# Minus-Krieg?



## St0rmstrike (17. Juli 2009)

Guten Abend erstmal.

Vorab möchte ich sagen: dies ist mehr oder weniger eine Feststellung und eine Eigene Meinung, also EIN "mimimi" Thread wie ihn manche gerne nennen (zufrieden? 


			Dieser Inhalt steht nur eingeloggten Mitgliedern zur Verfügung.
        

 )

*Wer kennt sie nicht*: die beiden Hübschen [+] und [-] Kästchen, die man bei man bei einigen News-Kommentaren anklicken darf.
[+] heisst dabei, dass jemand etwas produktives, hilfreiches, oder eine gute Meinung geschrieben hat. [-] Heisst, dass jemand unfreundlich war, oder etwas unsinniges geschrieben, bzw das Thema verfehlt hat.

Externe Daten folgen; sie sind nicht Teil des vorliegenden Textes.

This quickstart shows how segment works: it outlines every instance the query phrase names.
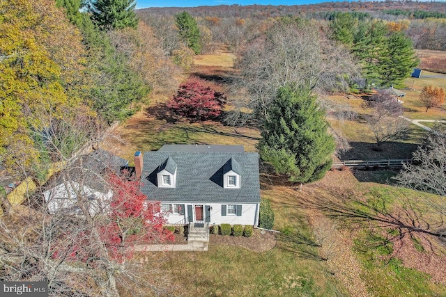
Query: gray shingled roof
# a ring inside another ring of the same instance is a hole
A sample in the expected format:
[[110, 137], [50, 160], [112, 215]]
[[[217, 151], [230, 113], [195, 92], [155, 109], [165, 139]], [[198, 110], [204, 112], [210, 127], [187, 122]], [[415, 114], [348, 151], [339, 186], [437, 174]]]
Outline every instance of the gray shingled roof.
[[[177, 165], [176, 188], [158, 188], [157, 172], [168, 158]], [[240, 188], [223, 188], [224, 167], [231, 159], [240, 165]], [[146, 152], [142, 192], [148, 200], [163, 202], [260, 202], [259, 154], [256, 152]]]
[[224, 175], [229, 172], [231, 170], [240, 175], [240, 164], [238, 163], [238, 162], [236, 161], [234, 158], [231, 158], [229, 160], [228, 160], [227, 162], [226, 162], [226, 163], [223, 166]]
[[164, 161], [164, 162], [162, 163], [161, 167], [160, 167], [158, 172], [160, 172], [164, 169], [172, 175], [175, 173], [175, 170], [176, 170], [176, 163], [174, 160], [172, 160], [172, 158], [171, 158], [170, 156], [167, 158], [166, 161]]

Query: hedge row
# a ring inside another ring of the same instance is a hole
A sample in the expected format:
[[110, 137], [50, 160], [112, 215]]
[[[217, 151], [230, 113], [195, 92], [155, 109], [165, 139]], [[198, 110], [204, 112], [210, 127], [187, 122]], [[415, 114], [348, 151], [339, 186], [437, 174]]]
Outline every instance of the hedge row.
[[233, 227], [231, 227], [231, 225], [229, 224], [222, 224], [220, 225], [220, 228], [218, 225], [215, 225], [212, 227], [210, 231], [212, 234], [232, 234], [234, 236], [244, 236], [245, 237], [251, 237], [254, 232], [253, 227], [251, 225], [246, 225], [243, 227], [241, 225], [234, 225]]

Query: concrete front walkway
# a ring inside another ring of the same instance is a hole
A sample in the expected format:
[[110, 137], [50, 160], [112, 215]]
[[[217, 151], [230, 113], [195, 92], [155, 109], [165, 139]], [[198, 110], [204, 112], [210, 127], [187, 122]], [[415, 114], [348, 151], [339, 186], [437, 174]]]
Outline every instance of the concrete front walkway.
[[187, 241], [187, 244], [148, 244], [135, 246], [135, 252], [180, 252], [208, 250], [208, 241]]
[[411, 120], [408, 118], [406, 118], [403, 117], [403, 115], [400, 115], [399, 116], [401, 118], [406, 120], [408, 122], [410, 122], [412, 124], [418, 126], [422, 129], [424, 129], [426, 131], [432, 131], [432, 129], [431, 128], [429, 128], [429, 127], [426, 127], [422, 124], [420, 124], [420, 122], [443, 122], [443, 123], [446, 123], [446, 120]]

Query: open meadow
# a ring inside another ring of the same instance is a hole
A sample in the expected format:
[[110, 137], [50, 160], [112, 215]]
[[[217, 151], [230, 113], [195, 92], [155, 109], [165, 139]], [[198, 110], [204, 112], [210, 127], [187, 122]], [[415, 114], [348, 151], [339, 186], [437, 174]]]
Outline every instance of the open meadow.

*Und wer kennt sie nicht*: Die WoW News, in denen nicht oft etwas produktives landet. Tut mir leid, ist aber wirklich so. *FALLS* dann aber doch mal etwas "gutes" erscheint, wird es gnadenlos mit dem [-] vergewaltigt. Das habe ich eingie Zeit beobachtet, und musste feststellen, dass dieser sogenannte "Minus-krieg" desöfteren nur im WoW-Bereich stattfindet. Oft ist es eine (meistens auch sehr gut) geschriebene eine Meinung oder eine Kritik, die von 20 Leuten nicht gerne gesehn werden, und sofort mit Minus angegriffen werden.

Nun Frage ich mich: Wieso? Wieso kann man nicht seine eigene Meinung, oder oft auch andere gute Sachen schreiben, ohne dabei von dem [-] bombadiert zu werden? Es lässt nämlich den Kommentar sehr _scheisse_ aussehen. Und das nervt mich.

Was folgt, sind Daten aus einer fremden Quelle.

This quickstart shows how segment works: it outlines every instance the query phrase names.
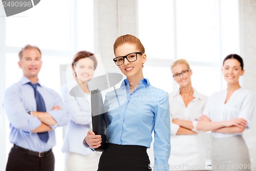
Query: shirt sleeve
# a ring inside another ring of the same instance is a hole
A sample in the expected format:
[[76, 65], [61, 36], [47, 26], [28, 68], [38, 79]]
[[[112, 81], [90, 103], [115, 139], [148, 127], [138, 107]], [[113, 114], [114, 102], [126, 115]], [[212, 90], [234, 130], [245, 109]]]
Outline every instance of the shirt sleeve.
[[242, 107], [238, 117], [242, 117], [247, 121], [246, 128], [251, 128], [251, 119], [253, 114], [255, 99], [252, 93], [249, 93], [243, 100]]
[[163, 97], [160, 98], [156, 104], [155, 111], [154, 171], [169, 170], [168, 160], [170, 153], [170, 114], [168, 93], [166, 92], [163, 95]]
[[59, 106], [61, 107], [61, 110], [54, 110], [47, 111], [52, 117], [56, 120], [57, 125], [54, 126], [56, 127], [61, 127], [68, 124], [69, 120], [69, 117], [68, 113], [68, 110], [64, 105], [61, 98], [59, 95], [55, 91], [52, 90], [53, 98], [55, 100], [55, 104], [53, 106]]
[[5, 92], [3, 107], [9, 121], [13, 127], [29, 132], [40, 126], [41, 121], [36, 117], [28, 114], [21, 94], [18, 87], [13, 86], [8, 88]]
[[88, 125], [92, 123], [91, 107], [89, 104], [85, 104], [83, 106], [84, 109], [88, 108], [88, 111], [81, 110], [76, 97], [70, 95], [67, 85], [61, 87], [61, 96], [71, 120], [76, 124]]

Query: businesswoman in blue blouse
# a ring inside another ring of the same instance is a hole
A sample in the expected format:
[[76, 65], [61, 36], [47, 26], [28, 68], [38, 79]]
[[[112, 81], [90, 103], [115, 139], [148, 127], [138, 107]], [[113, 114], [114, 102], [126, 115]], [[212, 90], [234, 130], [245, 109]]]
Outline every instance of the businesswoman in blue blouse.
[[61, 87], [61, 97], [70, 116], [62, 148], [65, 153], [66, 171], [96, 170], [98, 168], [100, 153], [92, 153], [81, 142], [91, 128], [91, 97], [86, 94], [90, 93], [87, 82], [93, 78], [97, 65], [93, 54], [77, 52], [72, 63], [76, 86], [70, 92], [67, 85]]
[[[114, 44], [113, 60], [126, 76], [121, 87], [106, 93], [106, 150], [98, 171], [168, 170], [170, 155], [170, 115], [168, 93], [151, 85], [144, 78], [145, 49], [137, 37], [125, 35]], [[155, 162], [150, 163], [146, 149], [154, 130]], [[100, 146], [101, 136], [92, 131], [84, 138], [86, 146]]]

Ich kann mir nicht vorstellen, dass ich der einzige bin der so denkt, und ich möchte Eure Meinung dazu hören.

MFG

Stormstrike


----------



## Unfaith (17. Juli 2009)

es ist doch ein mimimi thread

gibt halt überall scherzkekse, leute die eine andere meinung haben und solche die den kommentator nicht mögen etc.....

einfach ignorieren, die berwertungsfunktion sollte man leiber weglassen in einer community wie dieser

btw wer seine meinung zu einem comment von einem minus beeinflussen lässt.. denkt euch den rest


----------



## Grüne Brille (17. Juli 2009)

1. es ist schon ein mimimi thread
2. du hast aber recht.
3. das resutliert wohl daraus, dass sich einige besonders witzige die comments nicht durchlesen, sondern dauerminus machen.


----------



## St0rmstrike (17. Juli 2009)

> es ist doch ein mimimi thread



Ahja. Dann definiere mal bitte für mich "mimimi thread", da ich anscheinend sehr unwissend bin und nicht genau weiss was es heisst. Ich erkenne nämlich an meinem Thread kein "Mimimi", sondern lediglich eine Feststellung und eine Frage.


----------



## Unfaith (17. Juli 2009)

St0rmstrike schrieb:


> Ahja. Dann definiere mal bitte für mich "mimimi thread", da ich anscheinend sehr unwissend bin und nicht genau weiss was es heisst. Ich erkenne nämlich an meinem Thread kein "Mimimi", sondern lediglich eine Feststellung und eine Frage.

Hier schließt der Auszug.